Суждение Сыма Цяня в точности подтверждает наши догадки о жизненной позиции Конфуция. Для китайского летописца мерой величия человека служит благодарная память потомков, но память, питающаяся не мирской славой, а чем-то гораздо более действенным и вместе с тем интимным – обаянием живого присутствия предка-учителя. Вера в вечноживые качества мудрости держалась так прочно среди древних китайцев, что древнекитайской культуре не была свойственна драматизация физической смерти. И не примечательно ли, что нам известны слова Конфуция, произнесенные им за несколько дней до смерти, но мы ничего не знаем о том, как умер Учитель Кун, хотя скончался он в своем доме, в окружении родичей, челяди и многочисленных учеников? Никому из потомков даже не пришло в голову восполнить этот досадный пробел какой-нибудь красивой легендой. Видно, в глазах почитателей Конфуция смерть его была событием, хотя и прискорбным, но все же малозначительным перед лицом сокровенной вечнопреемственности духа. Вот и для Сыма Цяня мудрее тот, кто дольше живет, кто сумеет продлить свою жизнь в своих потомках и вещах, кто сумеет больше наполнить собой устойчивый и утонченный быт, настоянный жизнью десятков поколений. Будет ли это память о каком-то отдельном человеке? Или в его лице мы прозреем неведомый лик некоего неумирающего, родового всечеловека? Того, кто обнаруживает свое присутствие с каждым новым усилием нашего самопознания? Не будем путать этого человека-учителя с индивидом. Человек-индивид одновременно индивидуален, потому что он замкнут в себе, и абстрактен в качестве социального субъекта – подданного, гражданина, представителя сословия и т. п. Всечеловек всеобщ, ибо он преемствен в потоке перемен, но вовек уединен и не подпадает под какие бы то ни было общие определения.
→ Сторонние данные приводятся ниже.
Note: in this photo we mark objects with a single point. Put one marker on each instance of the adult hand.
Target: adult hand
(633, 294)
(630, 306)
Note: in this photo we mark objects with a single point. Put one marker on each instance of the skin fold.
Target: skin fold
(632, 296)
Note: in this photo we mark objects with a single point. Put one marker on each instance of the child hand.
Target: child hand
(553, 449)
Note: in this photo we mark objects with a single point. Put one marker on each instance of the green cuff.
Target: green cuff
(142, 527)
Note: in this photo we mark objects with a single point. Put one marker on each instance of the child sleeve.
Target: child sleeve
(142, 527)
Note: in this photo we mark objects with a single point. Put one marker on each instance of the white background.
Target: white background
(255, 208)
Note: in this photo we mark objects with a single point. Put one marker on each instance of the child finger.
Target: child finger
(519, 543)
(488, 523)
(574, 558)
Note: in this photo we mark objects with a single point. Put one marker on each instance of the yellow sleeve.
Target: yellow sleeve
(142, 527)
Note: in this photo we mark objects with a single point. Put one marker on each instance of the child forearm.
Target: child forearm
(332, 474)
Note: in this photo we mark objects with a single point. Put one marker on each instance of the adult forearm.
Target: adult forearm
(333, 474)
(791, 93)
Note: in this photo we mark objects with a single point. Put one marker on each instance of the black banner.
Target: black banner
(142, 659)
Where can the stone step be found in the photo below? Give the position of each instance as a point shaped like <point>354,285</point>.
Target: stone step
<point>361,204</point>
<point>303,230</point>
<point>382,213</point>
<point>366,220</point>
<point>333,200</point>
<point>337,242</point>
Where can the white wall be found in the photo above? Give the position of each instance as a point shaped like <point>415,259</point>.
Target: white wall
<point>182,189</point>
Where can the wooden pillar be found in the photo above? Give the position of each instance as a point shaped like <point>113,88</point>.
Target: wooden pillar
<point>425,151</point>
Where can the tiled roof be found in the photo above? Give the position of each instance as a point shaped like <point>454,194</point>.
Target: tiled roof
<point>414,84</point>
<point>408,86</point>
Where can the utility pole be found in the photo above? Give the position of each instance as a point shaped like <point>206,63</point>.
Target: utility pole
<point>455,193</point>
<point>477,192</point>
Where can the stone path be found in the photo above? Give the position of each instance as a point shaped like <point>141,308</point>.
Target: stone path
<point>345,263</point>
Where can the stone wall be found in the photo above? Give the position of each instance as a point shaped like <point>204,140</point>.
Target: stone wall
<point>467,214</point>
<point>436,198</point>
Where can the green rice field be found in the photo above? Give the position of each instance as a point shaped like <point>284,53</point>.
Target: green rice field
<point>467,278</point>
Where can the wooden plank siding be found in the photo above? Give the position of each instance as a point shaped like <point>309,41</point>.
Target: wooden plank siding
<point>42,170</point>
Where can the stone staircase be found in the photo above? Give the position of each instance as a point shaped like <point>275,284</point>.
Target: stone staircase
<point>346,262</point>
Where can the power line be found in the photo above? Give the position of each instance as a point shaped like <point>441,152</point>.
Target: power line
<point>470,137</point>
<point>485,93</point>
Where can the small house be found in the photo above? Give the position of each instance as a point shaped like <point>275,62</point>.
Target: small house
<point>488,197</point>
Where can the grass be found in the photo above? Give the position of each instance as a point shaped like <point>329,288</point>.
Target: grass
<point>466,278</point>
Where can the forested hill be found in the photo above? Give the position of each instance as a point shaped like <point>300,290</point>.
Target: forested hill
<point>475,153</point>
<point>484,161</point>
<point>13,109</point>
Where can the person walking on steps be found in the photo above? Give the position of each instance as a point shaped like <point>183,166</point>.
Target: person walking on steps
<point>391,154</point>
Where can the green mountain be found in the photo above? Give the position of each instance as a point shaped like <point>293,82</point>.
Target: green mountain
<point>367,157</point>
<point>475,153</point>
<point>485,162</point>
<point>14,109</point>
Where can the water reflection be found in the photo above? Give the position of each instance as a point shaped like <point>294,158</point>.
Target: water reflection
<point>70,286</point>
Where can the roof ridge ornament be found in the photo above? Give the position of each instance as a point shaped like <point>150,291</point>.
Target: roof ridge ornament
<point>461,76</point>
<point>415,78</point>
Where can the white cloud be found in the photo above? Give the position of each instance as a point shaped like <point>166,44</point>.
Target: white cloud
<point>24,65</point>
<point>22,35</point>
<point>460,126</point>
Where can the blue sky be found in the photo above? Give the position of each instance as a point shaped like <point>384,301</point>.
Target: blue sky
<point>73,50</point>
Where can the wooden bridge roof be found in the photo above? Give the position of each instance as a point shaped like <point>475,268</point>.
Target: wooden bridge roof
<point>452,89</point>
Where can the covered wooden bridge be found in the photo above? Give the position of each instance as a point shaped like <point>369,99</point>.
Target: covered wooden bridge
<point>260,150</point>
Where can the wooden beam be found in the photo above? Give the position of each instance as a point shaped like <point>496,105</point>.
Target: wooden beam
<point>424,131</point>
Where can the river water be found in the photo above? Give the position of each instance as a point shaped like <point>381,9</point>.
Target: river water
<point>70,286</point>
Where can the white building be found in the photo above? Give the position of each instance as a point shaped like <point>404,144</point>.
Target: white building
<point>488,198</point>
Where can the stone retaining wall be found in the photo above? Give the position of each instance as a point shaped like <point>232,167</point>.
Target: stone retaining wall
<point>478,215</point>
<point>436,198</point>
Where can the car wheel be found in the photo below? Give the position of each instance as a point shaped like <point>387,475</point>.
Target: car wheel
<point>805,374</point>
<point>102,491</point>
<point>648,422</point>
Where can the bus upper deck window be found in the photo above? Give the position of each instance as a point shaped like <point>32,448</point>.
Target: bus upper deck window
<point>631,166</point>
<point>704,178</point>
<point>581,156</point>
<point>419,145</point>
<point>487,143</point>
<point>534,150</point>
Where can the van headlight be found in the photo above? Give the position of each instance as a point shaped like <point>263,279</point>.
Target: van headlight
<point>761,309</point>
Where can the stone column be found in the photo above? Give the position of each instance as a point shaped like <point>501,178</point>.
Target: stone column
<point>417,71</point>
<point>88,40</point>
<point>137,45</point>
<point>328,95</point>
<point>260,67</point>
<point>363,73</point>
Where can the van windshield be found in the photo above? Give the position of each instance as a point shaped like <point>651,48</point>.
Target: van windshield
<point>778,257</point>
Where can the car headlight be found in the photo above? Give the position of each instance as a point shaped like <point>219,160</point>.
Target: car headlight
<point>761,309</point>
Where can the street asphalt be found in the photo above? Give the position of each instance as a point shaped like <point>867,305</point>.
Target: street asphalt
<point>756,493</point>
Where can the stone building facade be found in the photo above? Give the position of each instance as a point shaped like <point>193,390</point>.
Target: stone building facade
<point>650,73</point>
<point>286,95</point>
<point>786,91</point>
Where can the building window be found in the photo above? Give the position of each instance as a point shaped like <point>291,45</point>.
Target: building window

Отношение Сыма Цяня к наследию Конфуция немного сродни желанию современных людей преобразить историю в музей – желанию, вообще говоря, совершенно чуждому европейской древности. Можно ли представить, чтобы ученики, скажем, Платона или Аристотеля больше интересовались личными вещами учителя, нежели его идеями? В древнем Китае такое, как видим, не казалось странным. Подчеркнем, что китайский историк ведет речь о предметах домашнего обихода, ценных своей полезностью в быту. Конечно, эти предметы являются реликвиями, потому что их чтут, и они исключены из сферы повседневного применения. Но все же они не исключены полностью из человеческой деятельности, подобно святым мощам или экспонатам музея. Способ их использования определяется священным временем ритуала, причем в церемонии они могут вновь явиться как предметы домашнего обихода и выполнять свое бытовое назначение. В сущности, пользование ими есть не что иное, как освящение человеческого быта, которое равнозначно соединению повседневности и вечности. Если культ мощей в религии устанавливает разрыв между человеческим и божественным (снимаемый посредством «чуда»), если музей указывает на дистанцию между прошлым и настоящим, то отношение к прошлому у Сыма Цяня предполагает непосредственную связь, даже взаимопроницаемость времен в извечном самообновлении жизни, в схождении, «чудесном совпадении», как говорили в Китае, времени обыденного и времени ритуального, конечных действий и непреходящей действенности.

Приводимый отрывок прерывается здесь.